The Rafale contract specifies delays and will attract a penalty in terms of liquidity up to 5% and waiver in inflation indices. Dassault will also need to ensure that at least 75% of the entire fleet remains operational at any given time under a five-year warranty with an option by India to extend it for two-years at the original cost. The Rafales will also have 14 India-specific enhancements to suit the requirements of the IAF, including integration of Israeli helmet-mounted displays, an operational requirement to carry nuclear weapons and high altitude runway testing starting in Leh, Ladakh, India.”

 

Another 'Made in India' fighter contest

Rafales will be built in France - but India still aims to build its MiG-21 replacement locally. (Dassault Aviation)

A 50% offset clause worth around €3bn has yet to be signed, learns AEROSPACE. As part of the offsets, France has offered an investment of €1bn to revive India’s stalled Kaveri Gas turbine project by Safran to jointly develop the engine to power the indigenous Low Combat Aircraft-Tejas by 2020. Safran’s M88 powers the Rafale.

Thales provides systems on board, including the RBE2 AESA radar, a joint venture with Samtel Avionics. The JV develops, customises, manufactures, sells and maintains helmet-mounted sight & display (HMSD), optronics and other avionics systems for the Indian market. “The offset clause will provide an opportunity for indigenous manufacturers …It outlines the commitment made by the Indian government to promote the Indian manufacturing industry. The future holds an opportunity for India to become a global manufacturing hub for these fighter planes in case there is successful transfer of technology,” said Puneet Kaura, MD and CEO Samtel Avionics.

To further the 50% offsets, a new joint venture “Dassault Reliance Aerospace” was signed on 3 October between Reliance Group and Dassault for manufacture of large components for aerostructures, electronics and engines. Reliance Defence Systems already has an industrial license and access to a runway at the Nagpur International Airport where these parts will be manufactured, ultimately becoming part of the global supply chain for Dassault, AEROSPACE learns.

This contract now paves the way for a ‘Make in India’ fighter in joint production with OEMs, for which Lockheed, Boeing and Saab have made presentations. “Lockheed Martin is offering India the exclusive opportunity to produce, operate, and export F-16 Block 70 aircraft.
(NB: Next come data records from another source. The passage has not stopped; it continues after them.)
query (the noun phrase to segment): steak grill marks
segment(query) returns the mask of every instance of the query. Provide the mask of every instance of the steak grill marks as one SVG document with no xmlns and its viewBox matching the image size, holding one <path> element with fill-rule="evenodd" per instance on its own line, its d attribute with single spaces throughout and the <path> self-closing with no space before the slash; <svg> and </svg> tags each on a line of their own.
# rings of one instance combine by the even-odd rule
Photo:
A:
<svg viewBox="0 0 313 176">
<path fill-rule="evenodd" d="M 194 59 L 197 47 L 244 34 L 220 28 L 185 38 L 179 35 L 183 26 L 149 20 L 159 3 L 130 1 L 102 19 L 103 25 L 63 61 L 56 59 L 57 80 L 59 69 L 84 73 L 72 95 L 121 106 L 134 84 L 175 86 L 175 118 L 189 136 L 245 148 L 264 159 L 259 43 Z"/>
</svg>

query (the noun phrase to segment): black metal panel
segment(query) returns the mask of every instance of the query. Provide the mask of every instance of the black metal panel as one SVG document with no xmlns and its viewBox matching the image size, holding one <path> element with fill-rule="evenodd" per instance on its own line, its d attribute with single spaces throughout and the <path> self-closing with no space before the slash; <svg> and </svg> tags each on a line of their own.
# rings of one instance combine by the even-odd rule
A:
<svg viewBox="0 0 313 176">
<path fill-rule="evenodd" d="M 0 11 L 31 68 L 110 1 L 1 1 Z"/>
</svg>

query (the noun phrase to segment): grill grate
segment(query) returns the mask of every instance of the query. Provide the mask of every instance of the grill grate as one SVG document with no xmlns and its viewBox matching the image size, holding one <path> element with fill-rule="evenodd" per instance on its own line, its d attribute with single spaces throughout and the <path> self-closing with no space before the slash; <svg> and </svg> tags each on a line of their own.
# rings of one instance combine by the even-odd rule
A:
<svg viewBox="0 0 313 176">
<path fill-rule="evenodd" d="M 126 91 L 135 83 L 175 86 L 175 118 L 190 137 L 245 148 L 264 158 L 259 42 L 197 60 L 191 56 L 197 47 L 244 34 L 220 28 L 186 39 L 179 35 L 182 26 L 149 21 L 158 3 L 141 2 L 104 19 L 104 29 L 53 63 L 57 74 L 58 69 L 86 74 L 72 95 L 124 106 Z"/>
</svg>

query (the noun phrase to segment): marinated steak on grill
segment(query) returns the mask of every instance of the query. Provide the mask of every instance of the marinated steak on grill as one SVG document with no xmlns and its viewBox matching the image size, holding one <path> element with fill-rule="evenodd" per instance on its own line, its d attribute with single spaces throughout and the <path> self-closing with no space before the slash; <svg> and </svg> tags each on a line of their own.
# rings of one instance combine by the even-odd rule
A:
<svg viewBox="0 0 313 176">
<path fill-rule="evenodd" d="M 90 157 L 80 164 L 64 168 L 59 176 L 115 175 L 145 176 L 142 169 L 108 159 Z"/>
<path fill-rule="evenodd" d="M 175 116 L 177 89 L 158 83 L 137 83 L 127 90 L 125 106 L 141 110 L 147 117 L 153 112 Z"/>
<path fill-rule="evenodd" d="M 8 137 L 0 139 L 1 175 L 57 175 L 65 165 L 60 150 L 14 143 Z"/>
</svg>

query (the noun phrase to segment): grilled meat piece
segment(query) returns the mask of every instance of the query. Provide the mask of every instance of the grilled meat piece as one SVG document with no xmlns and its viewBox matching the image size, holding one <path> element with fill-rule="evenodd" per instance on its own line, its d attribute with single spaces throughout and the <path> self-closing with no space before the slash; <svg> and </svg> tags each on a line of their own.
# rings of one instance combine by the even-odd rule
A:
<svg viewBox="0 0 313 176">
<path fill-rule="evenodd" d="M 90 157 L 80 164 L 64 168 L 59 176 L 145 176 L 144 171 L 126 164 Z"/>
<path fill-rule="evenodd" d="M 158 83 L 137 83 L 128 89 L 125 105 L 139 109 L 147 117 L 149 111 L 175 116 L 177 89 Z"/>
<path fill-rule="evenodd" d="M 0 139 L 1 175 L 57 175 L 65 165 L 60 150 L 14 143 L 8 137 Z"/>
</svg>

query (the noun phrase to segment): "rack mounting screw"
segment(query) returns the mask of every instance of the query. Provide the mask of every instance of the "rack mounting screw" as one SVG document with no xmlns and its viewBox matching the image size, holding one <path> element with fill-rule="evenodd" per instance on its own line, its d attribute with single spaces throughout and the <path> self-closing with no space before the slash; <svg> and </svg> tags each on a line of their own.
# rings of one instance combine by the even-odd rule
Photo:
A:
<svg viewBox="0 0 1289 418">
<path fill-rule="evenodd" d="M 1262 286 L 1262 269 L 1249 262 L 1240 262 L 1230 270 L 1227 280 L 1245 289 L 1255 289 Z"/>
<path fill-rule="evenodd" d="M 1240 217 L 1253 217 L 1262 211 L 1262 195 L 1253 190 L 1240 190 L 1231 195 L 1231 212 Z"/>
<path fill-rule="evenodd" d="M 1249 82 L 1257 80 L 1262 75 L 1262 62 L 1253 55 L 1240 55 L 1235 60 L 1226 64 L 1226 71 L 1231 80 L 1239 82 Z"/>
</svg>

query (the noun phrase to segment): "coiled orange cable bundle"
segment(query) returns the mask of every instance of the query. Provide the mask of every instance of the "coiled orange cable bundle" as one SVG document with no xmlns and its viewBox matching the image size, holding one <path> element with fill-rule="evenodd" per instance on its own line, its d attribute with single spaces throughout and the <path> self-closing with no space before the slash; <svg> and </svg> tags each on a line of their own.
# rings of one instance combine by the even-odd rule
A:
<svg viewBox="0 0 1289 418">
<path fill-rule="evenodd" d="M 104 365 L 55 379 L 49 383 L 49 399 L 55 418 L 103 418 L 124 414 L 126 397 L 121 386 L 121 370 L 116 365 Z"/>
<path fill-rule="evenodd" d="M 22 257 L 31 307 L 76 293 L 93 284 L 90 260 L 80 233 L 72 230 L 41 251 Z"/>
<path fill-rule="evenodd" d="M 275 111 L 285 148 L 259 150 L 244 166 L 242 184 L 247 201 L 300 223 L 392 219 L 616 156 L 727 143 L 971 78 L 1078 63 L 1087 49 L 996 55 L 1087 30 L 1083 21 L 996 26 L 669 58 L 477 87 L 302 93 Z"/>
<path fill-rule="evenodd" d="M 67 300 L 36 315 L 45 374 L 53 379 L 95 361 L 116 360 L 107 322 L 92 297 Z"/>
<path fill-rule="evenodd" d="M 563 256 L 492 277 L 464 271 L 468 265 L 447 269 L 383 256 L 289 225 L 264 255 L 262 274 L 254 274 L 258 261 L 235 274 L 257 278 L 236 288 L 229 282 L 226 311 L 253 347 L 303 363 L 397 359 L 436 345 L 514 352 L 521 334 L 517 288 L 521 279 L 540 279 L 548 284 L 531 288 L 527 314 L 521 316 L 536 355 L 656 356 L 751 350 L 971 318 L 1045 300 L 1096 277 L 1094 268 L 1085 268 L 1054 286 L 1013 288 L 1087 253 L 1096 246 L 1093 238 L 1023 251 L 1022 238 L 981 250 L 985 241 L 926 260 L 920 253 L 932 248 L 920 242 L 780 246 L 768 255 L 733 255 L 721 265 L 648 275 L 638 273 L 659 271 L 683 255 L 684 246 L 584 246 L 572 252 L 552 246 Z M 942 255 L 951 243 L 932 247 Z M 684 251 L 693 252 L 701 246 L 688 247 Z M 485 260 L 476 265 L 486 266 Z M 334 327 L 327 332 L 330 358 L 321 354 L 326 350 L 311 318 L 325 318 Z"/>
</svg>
With new technologies derived from our fleet of advanced fifth Generation aircraft….(the) exclusive F-16 production in India would make India home to the world’s only F-16 production facility….None of our competitors can offer that,” Abhay Paranjape, Director Air Mobility Business Development for India, Lockheed Martin told Aerospace.

While Eric Trappier, Chairman and CEO, Dassault Aviation, has said, the company: “will endeavour to ensure ambitious industrial under the ‘Make in India’ policy,” an anonymous analyst said: “Shifting production to India will not create jobs for the French. Besides, the cost of the Rafale is exorbitant.” He added that India could likely order more Su-30s to fill its immediate requirement of at least 90 fighters.

While there is reason to be optimistic, there is a word of caution. “The window of opportunity is shrinking. The government has essentially another 14 months to push reforms on the sector for economic activity to start, since the general elections are bound to push these initiatives to the backburner,” said Kabir Bogra, Associate Partner, Khaitan.